Элиза невольно вспомнила его симпатию к Рени, но предпочла промолчать, не желая бередить болезненные воспоминания.
– И, быть может, поэтому и жив, – ничего не выражающим голосом сказала она и развернулась к столу, чтобы разобрать посуду.
Ренар тоже мгновенно затих, вновь погрузившись в то усталое печальное состояние, от которого ненадолго отвлекся.
Спорить он больше не стал. Умывшись водой от остатков травного настоя, которую молчаливо протянула в глиняном ковше Элиза, Ренар лег на скамью и вновь закрыл глаза.
***
Ансель стоял перед закрытой дверью на постоялом дворе. Большинство его соседей уже разошлись по своим комнатам, разве что пара едва прибывших путников все еще ели в трапезной внизу.
Экономная хозяйка уже погасила все свечи в коридорах, и Ансель стоял перед опустевшей комнатой Вивьена в темноте. С момента ареста жившего здесь инквизитора в комнату никто не вселялся. Сколь бы тщательно ни старались замять эту историю, слухи, как это обычно и бывает, все же расползлись по городу, исказившись и дополнившись подробностями, которые негласно делали эту комнату неприкосновенной.

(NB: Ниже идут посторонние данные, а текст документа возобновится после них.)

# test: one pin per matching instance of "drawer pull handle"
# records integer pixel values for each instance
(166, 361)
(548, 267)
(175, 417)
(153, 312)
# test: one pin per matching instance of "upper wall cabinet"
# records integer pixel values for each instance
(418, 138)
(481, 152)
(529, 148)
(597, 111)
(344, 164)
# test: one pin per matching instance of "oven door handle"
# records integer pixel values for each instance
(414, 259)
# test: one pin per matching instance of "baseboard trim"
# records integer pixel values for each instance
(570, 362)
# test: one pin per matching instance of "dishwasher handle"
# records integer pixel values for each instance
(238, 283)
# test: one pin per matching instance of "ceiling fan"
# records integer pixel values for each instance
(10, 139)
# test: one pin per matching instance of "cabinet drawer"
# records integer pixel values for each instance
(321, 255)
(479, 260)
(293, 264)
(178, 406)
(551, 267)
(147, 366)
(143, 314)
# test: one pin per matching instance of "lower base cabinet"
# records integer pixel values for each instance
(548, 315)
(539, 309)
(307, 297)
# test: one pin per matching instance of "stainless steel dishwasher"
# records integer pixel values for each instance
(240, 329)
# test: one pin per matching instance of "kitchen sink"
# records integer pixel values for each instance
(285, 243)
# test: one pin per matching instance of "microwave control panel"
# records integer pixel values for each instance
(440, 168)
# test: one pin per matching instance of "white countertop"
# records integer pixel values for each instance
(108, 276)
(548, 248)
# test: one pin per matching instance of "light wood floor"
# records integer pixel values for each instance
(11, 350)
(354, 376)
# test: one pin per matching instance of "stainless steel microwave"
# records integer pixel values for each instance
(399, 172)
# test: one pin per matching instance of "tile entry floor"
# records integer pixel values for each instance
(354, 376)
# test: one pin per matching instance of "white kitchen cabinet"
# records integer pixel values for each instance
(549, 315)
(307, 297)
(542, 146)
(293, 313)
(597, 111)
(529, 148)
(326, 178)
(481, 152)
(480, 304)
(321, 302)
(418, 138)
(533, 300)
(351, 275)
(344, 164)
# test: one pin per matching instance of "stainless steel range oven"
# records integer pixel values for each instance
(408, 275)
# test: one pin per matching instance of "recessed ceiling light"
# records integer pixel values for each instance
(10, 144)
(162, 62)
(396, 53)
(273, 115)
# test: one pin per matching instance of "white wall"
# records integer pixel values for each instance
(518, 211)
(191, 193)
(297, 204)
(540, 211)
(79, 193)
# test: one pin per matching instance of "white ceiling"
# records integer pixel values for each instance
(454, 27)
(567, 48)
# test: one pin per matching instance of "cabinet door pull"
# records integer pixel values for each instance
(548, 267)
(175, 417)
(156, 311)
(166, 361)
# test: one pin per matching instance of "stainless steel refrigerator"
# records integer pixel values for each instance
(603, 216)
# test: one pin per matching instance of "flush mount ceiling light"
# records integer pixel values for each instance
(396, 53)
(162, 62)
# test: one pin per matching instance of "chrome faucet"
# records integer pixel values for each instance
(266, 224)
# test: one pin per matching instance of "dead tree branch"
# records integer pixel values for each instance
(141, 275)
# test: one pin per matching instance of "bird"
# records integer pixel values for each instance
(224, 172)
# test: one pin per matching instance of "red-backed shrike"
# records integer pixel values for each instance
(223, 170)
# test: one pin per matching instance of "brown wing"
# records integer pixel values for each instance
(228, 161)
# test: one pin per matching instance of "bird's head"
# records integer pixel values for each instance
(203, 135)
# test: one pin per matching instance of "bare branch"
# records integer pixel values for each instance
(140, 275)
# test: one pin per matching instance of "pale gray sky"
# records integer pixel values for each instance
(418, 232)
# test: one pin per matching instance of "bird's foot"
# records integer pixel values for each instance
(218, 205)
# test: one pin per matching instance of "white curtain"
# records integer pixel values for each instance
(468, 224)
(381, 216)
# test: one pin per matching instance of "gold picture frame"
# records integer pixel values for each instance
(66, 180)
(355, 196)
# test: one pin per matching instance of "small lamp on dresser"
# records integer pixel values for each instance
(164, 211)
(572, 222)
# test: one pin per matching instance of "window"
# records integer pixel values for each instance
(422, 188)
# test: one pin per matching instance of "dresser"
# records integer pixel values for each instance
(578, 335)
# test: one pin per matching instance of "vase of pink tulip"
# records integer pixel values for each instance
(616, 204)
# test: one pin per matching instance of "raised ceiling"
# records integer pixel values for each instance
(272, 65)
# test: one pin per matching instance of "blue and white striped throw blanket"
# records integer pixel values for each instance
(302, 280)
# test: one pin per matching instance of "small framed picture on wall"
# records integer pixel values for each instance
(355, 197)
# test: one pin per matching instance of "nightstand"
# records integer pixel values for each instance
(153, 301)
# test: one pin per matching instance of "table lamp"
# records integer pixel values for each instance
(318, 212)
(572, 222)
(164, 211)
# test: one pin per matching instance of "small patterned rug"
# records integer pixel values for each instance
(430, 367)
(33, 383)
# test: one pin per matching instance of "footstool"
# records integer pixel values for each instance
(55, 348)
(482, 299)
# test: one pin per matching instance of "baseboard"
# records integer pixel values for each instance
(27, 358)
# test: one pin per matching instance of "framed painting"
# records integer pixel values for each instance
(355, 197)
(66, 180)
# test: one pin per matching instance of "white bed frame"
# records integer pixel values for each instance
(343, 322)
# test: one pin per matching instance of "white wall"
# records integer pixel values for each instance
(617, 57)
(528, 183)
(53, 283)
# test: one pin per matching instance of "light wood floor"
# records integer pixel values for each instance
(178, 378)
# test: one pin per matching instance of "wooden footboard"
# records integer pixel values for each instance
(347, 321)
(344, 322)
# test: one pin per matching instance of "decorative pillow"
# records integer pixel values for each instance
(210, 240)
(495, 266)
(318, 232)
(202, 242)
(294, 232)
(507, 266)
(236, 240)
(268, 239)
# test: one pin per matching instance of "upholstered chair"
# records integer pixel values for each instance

Для некоторых Вивьен Колер так и оставался извечным узником застенок руанской инквизиции. Другие утверждали, что его замучили до смерти на одном из допросов. Третьи – что сослали в изгнание в монастырь. Четвертые – что перевезли тайком в Авиньон на суд папы.
Ансель тяжело вздохнул, вспоминая услышанные им варианты этой истории. Никто из тех, кто распространял по городу эти слухи, не был на территории тюрьмы, когда Вивьена казнили. Никто из них не видел этого, а значит, не знал всей правды – что в том костре погиб не только Вивьен Колер, вместе с ним сгорела часть души Анселя Асье. Та часть, что была соединена черным кожаным переплетом.
Ансель странным, внимательным взглядом смотрел на дверь, словно та могла объяснить ему что-то еще, чего он не знал.
«Ты хранил у себя нашу книгу. Прямо здесь? Прямо за этой стеной? Так смело и так неосторожно».
Он сделал один шаг, припав на больную ногу, прислонился к противоположной стене коридора и устало вздохнул, словно эти вопросы – пусть ответы на них и были очевидными – еще сильнее утяжелили его ношу.